Vijf minuten ver in de tweede helft staat het 2-0. Doelpunt van Mads Junker, ex-KV Mechelen. Vuurwerk! Het wordt 3-0. Vuurwerk! Rook vermengt zich met het smogdeken, Van Veldhoven springt er een gat in. Amper geland ziet hij hoe Mumbai City Van Hout verschalkt en de stand op 3-1 brengt. Evengoed gaat het stadion uit zijn dak: een goal is een goal. Vuurwerk!

De wedstrijd eindigt op 4-1. Del Piero hebben we niet gezien.

Terug buiten is het gejuich allang verstomd. Tegen de stadionmuur, in de giftige dampen en het lawaai van de overvolle ringweg, maken dakloze families zich op voor de nacht. Hier geen rode lopers, maar prikkeldraad boven de hoofden. Kinderhanden schieten tevoorschijn uit het donker.

Schrik voor gokmisbruik

’s Anderendaags tijdens de busrit naar de training kijkt Van Veldhoven niet verrast op. Hij weet welke ondraaglijke taferelen er zich tegen de muren van zijnstadion afspelen: hij heeft ze zelf gezien. Zijn gelaat versombert. “Kijk,” zegt hij, “zo dadelijk zal je ze op de middenberm zien liggen. Op die smalle richel, met ware doodsverachting. Mensen die niets hebben.”

Zou Del Piero ze hebben opgemerkt? Het hem vragen is onmogelijk: de Italiaan is in het hotel achtergebleven. Buikgriepje, glimlacht Van Veldhoven, reden waarom hij de avond voordien ook nergens te bespeuren viel tijdens de wedstrijd. “Hebben we hier allemaal last van gehad. Alleen komt het bij hem wel erg laat.”

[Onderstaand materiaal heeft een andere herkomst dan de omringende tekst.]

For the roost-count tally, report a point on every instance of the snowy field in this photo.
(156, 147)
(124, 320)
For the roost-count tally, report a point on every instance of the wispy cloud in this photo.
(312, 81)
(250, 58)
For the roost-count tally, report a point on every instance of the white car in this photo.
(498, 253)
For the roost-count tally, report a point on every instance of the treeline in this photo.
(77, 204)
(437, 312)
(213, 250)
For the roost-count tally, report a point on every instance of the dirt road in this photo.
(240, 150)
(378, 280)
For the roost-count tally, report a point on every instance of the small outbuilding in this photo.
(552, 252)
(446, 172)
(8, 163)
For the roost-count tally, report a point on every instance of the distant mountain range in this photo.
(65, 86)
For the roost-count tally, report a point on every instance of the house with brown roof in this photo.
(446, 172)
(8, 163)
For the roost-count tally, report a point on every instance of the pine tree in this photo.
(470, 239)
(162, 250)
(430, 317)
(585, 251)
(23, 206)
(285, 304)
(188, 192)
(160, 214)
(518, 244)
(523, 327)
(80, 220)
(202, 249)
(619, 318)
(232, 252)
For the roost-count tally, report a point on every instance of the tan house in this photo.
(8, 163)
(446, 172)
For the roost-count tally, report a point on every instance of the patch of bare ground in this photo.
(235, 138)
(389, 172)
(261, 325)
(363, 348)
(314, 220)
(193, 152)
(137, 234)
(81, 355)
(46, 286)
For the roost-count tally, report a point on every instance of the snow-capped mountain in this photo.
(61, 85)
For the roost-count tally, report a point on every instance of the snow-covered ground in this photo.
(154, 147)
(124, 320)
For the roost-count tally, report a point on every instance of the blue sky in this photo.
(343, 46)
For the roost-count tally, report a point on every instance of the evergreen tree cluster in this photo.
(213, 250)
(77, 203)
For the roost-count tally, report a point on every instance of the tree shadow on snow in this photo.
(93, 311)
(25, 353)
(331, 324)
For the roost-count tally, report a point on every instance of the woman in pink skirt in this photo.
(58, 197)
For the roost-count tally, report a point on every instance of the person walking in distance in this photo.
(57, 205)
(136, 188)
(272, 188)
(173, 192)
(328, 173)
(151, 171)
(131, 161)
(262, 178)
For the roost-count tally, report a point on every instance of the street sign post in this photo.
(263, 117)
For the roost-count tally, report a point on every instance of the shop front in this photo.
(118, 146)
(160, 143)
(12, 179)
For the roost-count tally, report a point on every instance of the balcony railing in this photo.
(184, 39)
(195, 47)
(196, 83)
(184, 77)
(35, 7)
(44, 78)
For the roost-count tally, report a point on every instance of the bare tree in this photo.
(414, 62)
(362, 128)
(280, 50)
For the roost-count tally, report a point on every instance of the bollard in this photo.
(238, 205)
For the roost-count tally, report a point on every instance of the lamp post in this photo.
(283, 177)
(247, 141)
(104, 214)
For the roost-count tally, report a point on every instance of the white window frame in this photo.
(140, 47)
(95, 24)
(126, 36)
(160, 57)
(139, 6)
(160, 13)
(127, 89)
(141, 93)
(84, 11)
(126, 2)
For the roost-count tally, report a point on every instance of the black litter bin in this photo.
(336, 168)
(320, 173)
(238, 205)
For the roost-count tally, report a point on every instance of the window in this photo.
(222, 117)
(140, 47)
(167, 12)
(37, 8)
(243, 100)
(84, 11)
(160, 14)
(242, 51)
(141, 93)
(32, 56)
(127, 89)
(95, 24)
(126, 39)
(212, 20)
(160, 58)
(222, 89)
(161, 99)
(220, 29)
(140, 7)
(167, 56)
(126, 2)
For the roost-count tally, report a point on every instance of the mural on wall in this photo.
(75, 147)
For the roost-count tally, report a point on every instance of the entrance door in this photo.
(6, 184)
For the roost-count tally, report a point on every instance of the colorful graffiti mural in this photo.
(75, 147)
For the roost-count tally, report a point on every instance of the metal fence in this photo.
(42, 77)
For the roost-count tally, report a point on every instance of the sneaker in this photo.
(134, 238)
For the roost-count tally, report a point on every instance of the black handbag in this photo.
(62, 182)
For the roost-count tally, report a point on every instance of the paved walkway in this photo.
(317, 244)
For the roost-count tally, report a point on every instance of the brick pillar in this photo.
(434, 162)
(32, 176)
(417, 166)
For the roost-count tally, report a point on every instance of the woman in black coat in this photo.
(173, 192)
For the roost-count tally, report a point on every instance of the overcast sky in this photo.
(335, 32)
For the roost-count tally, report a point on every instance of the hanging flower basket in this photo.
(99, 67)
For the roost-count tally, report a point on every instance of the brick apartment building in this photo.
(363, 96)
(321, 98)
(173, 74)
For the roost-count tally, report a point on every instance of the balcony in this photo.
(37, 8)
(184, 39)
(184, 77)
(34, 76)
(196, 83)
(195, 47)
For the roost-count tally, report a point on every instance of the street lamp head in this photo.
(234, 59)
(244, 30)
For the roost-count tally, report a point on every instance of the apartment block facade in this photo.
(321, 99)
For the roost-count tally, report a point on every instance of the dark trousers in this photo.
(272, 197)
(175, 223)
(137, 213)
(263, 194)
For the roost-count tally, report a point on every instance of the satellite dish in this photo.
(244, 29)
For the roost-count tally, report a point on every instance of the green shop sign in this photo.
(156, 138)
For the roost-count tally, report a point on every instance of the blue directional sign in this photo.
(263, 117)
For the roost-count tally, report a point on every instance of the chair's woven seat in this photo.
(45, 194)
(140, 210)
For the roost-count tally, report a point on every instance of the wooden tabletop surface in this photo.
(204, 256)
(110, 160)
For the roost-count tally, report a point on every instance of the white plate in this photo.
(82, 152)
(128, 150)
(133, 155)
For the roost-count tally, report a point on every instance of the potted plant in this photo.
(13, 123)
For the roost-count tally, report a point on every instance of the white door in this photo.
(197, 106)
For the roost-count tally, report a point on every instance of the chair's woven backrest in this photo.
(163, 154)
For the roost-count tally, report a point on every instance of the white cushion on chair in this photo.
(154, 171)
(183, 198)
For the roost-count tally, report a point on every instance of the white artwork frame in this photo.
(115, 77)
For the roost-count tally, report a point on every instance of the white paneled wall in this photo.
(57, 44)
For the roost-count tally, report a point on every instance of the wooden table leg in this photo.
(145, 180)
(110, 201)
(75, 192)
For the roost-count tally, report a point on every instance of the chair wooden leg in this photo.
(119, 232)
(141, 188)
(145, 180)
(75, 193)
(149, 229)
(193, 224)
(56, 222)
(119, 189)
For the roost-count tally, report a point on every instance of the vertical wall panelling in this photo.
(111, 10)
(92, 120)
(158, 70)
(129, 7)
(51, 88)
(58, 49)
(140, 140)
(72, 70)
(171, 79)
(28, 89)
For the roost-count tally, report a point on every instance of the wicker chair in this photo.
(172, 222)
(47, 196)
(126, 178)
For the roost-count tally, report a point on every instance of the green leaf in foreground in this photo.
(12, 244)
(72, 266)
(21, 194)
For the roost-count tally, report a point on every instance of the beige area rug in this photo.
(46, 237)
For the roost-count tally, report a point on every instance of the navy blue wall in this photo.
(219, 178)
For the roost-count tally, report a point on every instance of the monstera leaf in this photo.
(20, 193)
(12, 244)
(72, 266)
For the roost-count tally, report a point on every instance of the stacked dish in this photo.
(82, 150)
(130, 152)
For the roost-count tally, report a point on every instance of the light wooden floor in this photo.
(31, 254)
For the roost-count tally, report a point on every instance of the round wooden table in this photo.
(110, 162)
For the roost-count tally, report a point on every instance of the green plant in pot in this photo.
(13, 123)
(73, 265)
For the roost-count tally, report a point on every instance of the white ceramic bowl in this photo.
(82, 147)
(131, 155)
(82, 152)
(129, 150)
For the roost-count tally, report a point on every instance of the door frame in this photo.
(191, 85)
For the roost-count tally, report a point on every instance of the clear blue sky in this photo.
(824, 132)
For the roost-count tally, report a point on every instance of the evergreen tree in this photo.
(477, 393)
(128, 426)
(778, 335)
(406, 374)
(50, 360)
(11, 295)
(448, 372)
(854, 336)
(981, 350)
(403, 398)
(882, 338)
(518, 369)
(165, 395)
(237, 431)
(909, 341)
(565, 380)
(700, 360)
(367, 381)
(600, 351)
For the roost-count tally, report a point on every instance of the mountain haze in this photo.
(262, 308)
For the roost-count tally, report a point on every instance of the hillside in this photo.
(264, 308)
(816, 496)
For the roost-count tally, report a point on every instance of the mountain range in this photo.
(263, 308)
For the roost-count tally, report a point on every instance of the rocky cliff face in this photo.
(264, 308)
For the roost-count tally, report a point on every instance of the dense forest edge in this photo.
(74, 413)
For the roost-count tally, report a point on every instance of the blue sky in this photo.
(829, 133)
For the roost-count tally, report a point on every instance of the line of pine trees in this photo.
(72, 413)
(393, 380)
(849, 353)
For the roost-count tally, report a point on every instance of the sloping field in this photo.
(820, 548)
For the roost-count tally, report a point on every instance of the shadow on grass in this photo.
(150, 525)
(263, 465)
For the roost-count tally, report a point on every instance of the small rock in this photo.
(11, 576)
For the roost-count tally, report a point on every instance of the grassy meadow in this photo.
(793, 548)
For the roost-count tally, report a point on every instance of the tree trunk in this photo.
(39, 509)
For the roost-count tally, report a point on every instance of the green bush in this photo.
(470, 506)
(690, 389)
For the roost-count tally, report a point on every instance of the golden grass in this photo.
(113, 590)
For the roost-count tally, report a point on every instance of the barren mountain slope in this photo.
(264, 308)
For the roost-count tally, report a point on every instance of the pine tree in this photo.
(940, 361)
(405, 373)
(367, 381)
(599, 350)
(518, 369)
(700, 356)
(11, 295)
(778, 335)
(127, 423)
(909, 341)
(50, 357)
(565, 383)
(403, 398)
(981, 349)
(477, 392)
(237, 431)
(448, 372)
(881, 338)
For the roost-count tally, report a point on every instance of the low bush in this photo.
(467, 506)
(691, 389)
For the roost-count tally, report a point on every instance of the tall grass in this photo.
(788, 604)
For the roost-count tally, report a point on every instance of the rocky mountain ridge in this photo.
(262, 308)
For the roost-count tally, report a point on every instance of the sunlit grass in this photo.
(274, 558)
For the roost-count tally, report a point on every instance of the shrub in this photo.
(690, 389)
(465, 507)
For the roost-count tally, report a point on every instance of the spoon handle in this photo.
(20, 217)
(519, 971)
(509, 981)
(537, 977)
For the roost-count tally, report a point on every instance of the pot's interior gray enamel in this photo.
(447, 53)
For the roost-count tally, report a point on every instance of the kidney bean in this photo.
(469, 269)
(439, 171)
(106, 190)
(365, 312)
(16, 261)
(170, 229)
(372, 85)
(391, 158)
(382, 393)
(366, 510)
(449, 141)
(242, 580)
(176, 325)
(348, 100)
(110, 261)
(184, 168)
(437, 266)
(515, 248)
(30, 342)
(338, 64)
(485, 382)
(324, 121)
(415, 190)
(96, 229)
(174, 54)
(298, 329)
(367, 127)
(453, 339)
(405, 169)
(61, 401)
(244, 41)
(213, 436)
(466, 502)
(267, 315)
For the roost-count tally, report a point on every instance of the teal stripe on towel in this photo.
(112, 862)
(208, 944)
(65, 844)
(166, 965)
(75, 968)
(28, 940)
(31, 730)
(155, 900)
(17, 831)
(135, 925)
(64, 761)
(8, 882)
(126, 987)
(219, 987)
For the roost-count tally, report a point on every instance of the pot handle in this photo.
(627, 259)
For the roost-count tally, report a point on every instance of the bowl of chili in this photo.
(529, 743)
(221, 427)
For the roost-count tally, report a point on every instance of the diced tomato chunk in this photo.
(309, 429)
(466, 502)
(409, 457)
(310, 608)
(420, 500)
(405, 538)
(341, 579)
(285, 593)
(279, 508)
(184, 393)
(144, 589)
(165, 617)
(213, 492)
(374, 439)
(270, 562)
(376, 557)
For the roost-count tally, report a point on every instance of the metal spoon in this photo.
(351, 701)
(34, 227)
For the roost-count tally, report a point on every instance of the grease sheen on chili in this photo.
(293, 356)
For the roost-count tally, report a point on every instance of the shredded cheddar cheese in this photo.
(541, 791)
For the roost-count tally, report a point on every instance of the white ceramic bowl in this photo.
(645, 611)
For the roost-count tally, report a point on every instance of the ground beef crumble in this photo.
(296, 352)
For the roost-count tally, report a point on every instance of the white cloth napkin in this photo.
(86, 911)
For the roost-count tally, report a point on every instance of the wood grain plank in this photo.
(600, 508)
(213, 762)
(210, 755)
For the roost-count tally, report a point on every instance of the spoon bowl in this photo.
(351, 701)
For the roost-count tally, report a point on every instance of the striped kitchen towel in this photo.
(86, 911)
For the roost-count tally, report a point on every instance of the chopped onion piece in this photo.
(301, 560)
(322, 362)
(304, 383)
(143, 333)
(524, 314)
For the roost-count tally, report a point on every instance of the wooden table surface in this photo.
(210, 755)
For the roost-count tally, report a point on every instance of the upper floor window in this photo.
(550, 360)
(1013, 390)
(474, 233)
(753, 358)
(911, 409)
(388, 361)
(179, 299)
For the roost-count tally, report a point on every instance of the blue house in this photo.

Zonder het griepje zou de voormalige aanvaller van de Squadra Azzurra en Juventus wellicht mee op de bus zijn gestapt. Dat klinkt vanzelfsprekender dan het is. In het begin reed Del Piero nog apart naar de training, vergezeld van zijn trio persoonlijke begeleiders: een zaakwaarnemer, een fysiotherapeut en… een fotograaf. De groep morde en ook Van Veldhoven stoorde zich eraan, tot hij erover in gesprek ging met zijn sterspeler. “Bleek dat hij vroeger ter plekke wilde zijn om zich eerst nog uitgebreid te laten masseren. Geen probleem, heb ik hem gezegd: jij rijdt met ons mee en dan begint de training maar tien minuten later. Wij wachten wel. Het was opgelost.”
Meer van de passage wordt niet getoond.